NSA analysts claim that based on their study of Facebook and Twitter records, freshman students have constructed a variety of elaborate excuses, such as attending parties, joining clubs, or “studying,” to avoid calling their families.
This announcement has come as part of a new wave of NSA press releases focused on giving the secretive agency a new, more personalized face in light of the recent backlash following Edward Snowden’s leaks. When asked about his statement within the greater context of the NSA’s future plans, Bauer elaborated. “This is just one way that we at the NSA are showing that we care about the emotional as well as the physical well being of the American public. Under our newly funded initiative, dubbed ‘NSA Cares,’ many new programs are in development, including a complicated algorithm that will intercept those drunk texts or tweets you would regret sending before they even reach their destination. I know 23 year old Stephanie Chen of Bedford, Ohio will appreciate that one!”

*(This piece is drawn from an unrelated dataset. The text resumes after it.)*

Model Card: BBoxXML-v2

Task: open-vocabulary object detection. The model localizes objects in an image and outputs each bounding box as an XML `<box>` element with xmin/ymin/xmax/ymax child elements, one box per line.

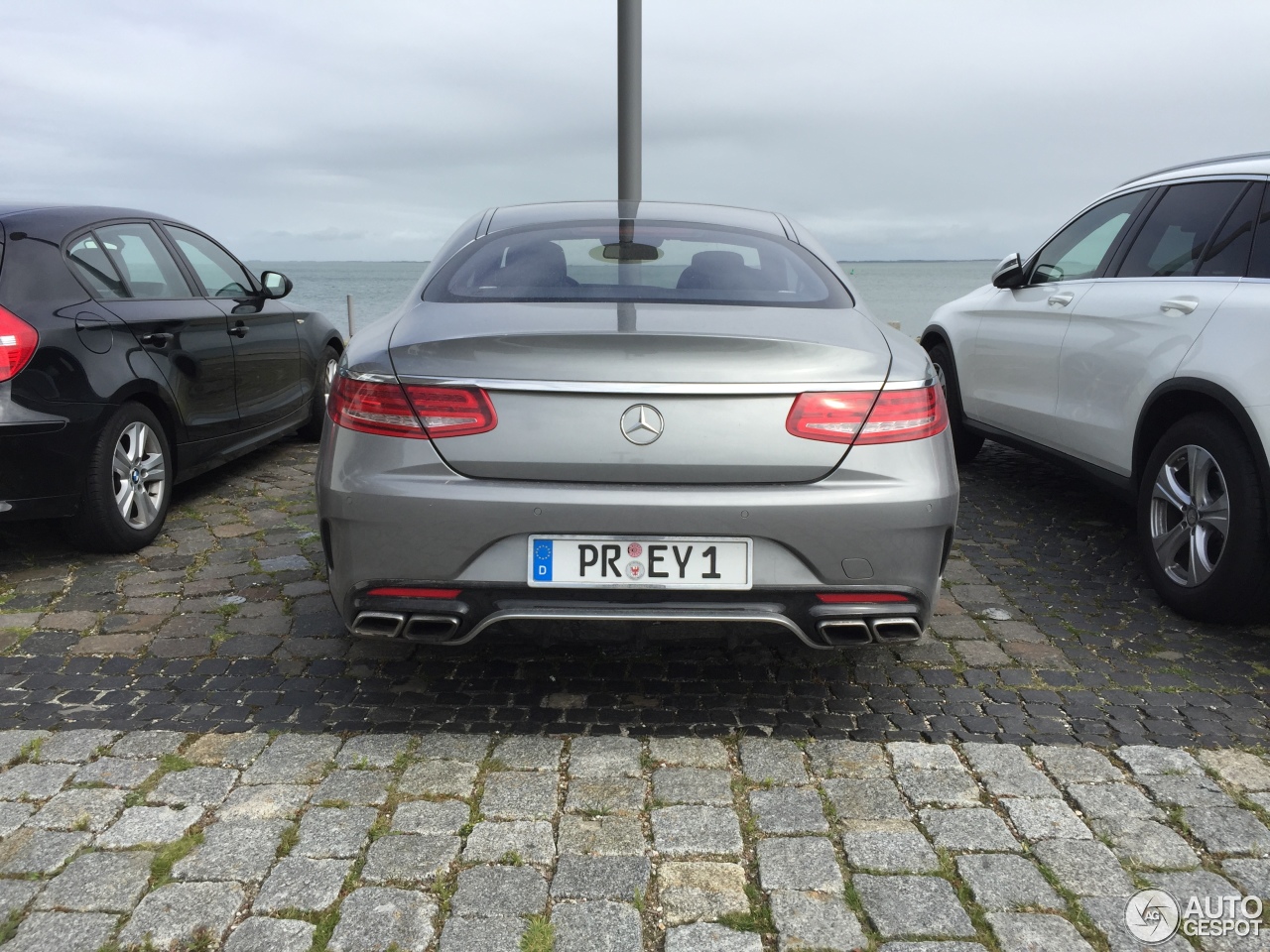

Bauer concluded his statement with a plea. “We know you live busy lives in college, and are adjusting to your new environment, but you should really dedicate at least some time to call and thank your families for putting so many resources into raising you (as we’ve seen from their online financial records). And in conclusion, Timmy, if you’re reading this for god’s sake call your mother so we can move on to other matters, although that drunk text you sent to your ex the other day gave us all a good laugh at the office.”